MARGARETE MITSCHERLICH
    »Ich würde immer dazu raten, treu zu sein«
    Es muss einem Menschen einen seltsamen Blickwinkel auf die Liebe verschaffen, wenn er als Psychoanalytiker arbeitet. Unentwegt kreisen die Gespräche um jene dunklen Kehrseiten des Eros, die der gewöhnliche, gemäßigt lebende Bürger nur selten erlebt. Da ist der Bäckermeister aus Ingolstadt, der aus blanker Eifersucht seine Frau bei ihrem Kaffeekränzchen mit Freundinnen von einem Privatdetektiv beschatten lässt. Da ist die seit dem Proseminar über die Geschichte des Altertums unglücklich in ihren Professor verliebte Studentin aus Berlin, deren Liebesleben von der Sehnsucht nach ihrem vor zwölf Jahren bei einem Verkehrsunfall ums Leben gekommenen Vater beherrscht wird. Da ist der Unternehmer aus Kirchhörde, der sich nach dreißig Jahren Ehe scheiden lässt und nachts an seinem Computer verschiedene Versionen eines Abschiedsbriefs an die gemeinsamen Kinder schreibt.
    Die Couch des Analytikers ist ein Ort, an dem sich die Unglücklichen treffen, jene Menschen, deren Liebesrausch sich in etwas Dunkles, vielleicht sogar Zerstörerisches verwandelt hat. Der Psychoanalytiker sitzt neben dieser Couch, er lauscht solchen Erzählungen von Leid, Eifersucht und Neurosen, er nickt, bietet Tee und Kekse an, fragt nach, und nach einigen Monaten, Jahren vielleicht, muss ihn berühren, was diese Menschen berichten. »Wer mit Ungeheuern kämpft, mag zusehen, dass er nicht dabei zum Ungeheuer wird.
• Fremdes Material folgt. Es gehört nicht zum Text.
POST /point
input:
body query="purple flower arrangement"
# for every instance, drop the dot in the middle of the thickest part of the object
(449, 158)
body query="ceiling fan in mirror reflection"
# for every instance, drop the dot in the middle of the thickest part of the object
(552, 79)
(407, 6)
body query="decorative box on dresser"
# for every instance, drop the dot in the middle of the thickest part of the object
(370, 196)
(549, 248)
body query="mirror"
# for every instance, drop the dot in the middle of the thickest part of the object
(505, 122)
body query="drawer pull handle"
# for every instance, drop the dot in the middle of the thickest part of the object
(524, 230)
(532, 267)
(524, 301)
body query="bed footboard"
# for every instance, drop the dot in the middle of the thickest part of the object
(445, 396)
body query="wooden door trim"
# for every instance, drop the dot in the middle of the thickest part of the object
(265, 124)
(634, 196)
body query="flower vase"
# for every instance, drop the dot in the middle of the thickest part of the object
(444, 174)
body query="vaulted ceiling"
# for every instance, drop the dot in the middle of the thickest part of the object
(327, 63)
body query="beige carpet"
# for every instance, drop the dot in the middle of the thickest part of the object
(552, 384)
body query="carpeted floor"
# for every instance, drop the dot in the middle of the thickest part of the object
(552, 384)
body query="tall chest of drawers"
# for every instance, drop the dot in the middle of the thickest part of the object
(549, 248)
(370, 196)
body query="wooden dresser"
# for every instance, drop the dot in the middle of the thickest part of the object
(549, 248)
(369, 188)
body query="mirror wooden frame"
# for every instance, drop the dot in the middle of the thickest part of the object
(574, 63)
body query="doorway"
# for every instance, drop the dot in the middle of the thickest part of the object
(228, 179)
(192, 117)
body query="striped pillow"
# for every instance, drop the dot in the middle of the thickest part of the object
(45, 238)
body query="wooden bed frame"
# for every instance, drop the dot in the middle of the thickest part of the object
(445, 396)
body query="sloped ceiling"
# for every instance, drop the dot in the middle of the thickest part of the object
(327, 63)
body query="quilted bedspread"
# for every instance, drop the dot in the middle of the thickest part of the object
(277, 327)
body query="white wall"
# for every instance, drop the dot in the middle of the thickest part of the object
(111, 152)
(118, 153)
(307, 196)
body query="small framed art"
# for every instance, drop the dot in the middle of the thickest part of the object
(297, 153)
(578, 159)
Und wenn du lange in einen Abgrund blickst, blickt der Abgrund auch in dich hinein«, schreibt Friedrich Nietzsche in »Jenseits von Gut und Böse«.
    Also klingeln wir an dieser Tür aus geriffeltem Glas, irgendwo im noblen Frankfurter Westend, wo die Psychoanalytikerin Margarete Mitscherlich wohnt, und die dünn gewordene Stimme einer mittlerweile vierundneunzig Jahre alten Frau bittet uns über die Gegensprechanlage in den fünften Stock. Frau Mitscherlich öffnet die Tür, auf einen Rollator gestützt. Jahrzehntelang war sie in der Wahrnehmung vieler, gemeinsam mit ihrem vor einiger Zeit verstorbenen Mann Alexander Mitscherlich, die Stimme der Psychoanalyse in Deutschland. »Mir haben in meinem Leben tausende Patienten ihre Liebesgeschichten erzählt. Die Menschen sind verlogen, jeden Tag, besonders zu ihren Partnern. Aber zu ihrem Analytiker sind sie ehrlich, weil sie dort nichts zu verlieren haben«, sagt sie.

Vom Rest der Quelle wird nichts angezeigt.